After trying and rejecting Sharpies (they'd run when covered with clear coat) I used one of my "vintage" Rapidograph (India ink) pens to write the tap and drill sizes on the face of the stand, then covered with two thin coats of clear.  Ordered some missing sizes from McMaster and Amazon, and I'm now in business.  The die pockets are a split-in-half length of PVC pipe.



Note the "nest" for a thread pitch gauge:


----------



## Tom1948 (Jan 10, 2021)

I like that.


----------



## aliva (Jan 12, 2021)

Nice stand, until you drop it on the floor


----------



## Superburban (Jan 12, 2021)

aliva said:


> Nice stand, until you drop it on the floor


My drawer full of taps would be the same if it hit the floor.

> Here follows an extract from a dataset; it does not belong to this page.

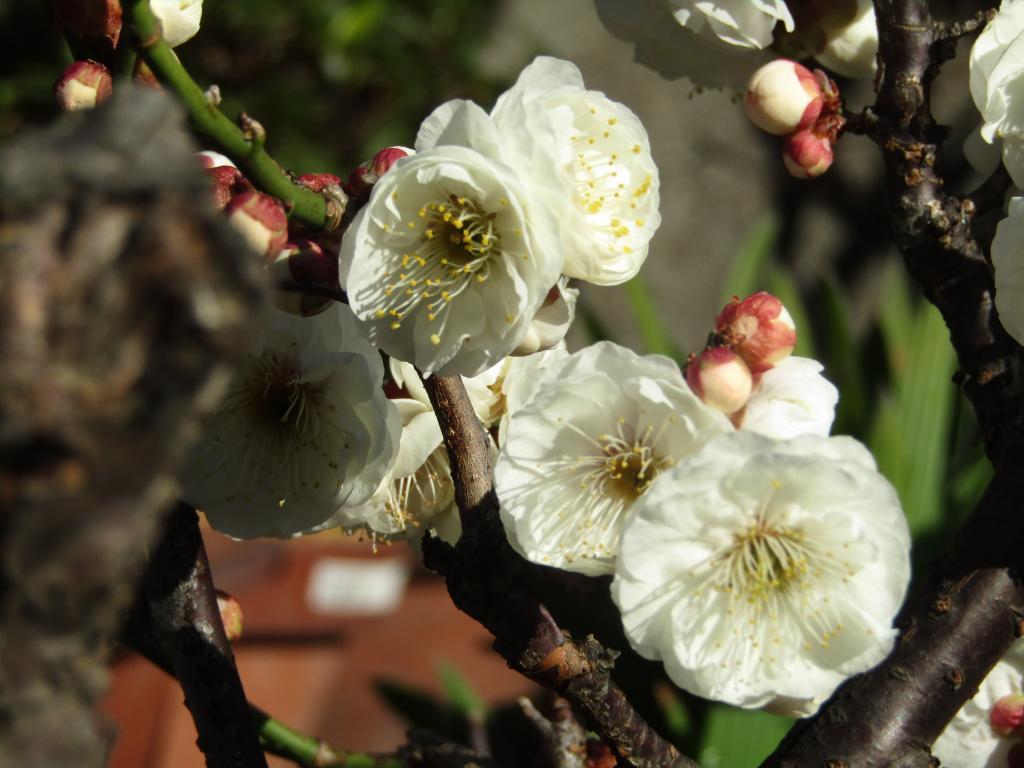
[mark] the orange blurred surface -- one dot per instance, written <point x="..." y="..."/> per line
<point x="314" y="669"/>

Even my drill index would not fare well.


----------



## Shotgun (Jan 18, 2021)

I was wanting to do that, but I'm going with this for bolt/screw storage:



			https://i.ytimg.com/vi/HnfCFzlOAeg/maxresdefault.jpg
		


I'm drilling holes in the neck of the of the oil bottles for the drill and tap.  That gets around the "dropping all of them" issue, and puts the drill and tap right there with the bolts/screws.  I'll just throw the die in the bottle with the screws.

I created a system to drain the residual oil from the bottles.  Drill a couple 3/4" holes near the front of a shelf (2x4 frame with 1/2" plywood shelves), and screwed a board under the shelf.  A chinese food take-out container slides onto the board, under the holes.  Stick the open bottles in the holes and leave them several days.


----------



## hman (Jan 18, 2021)

... and any thin film of oil remaining in the container will be nothing but good for the screws!


----------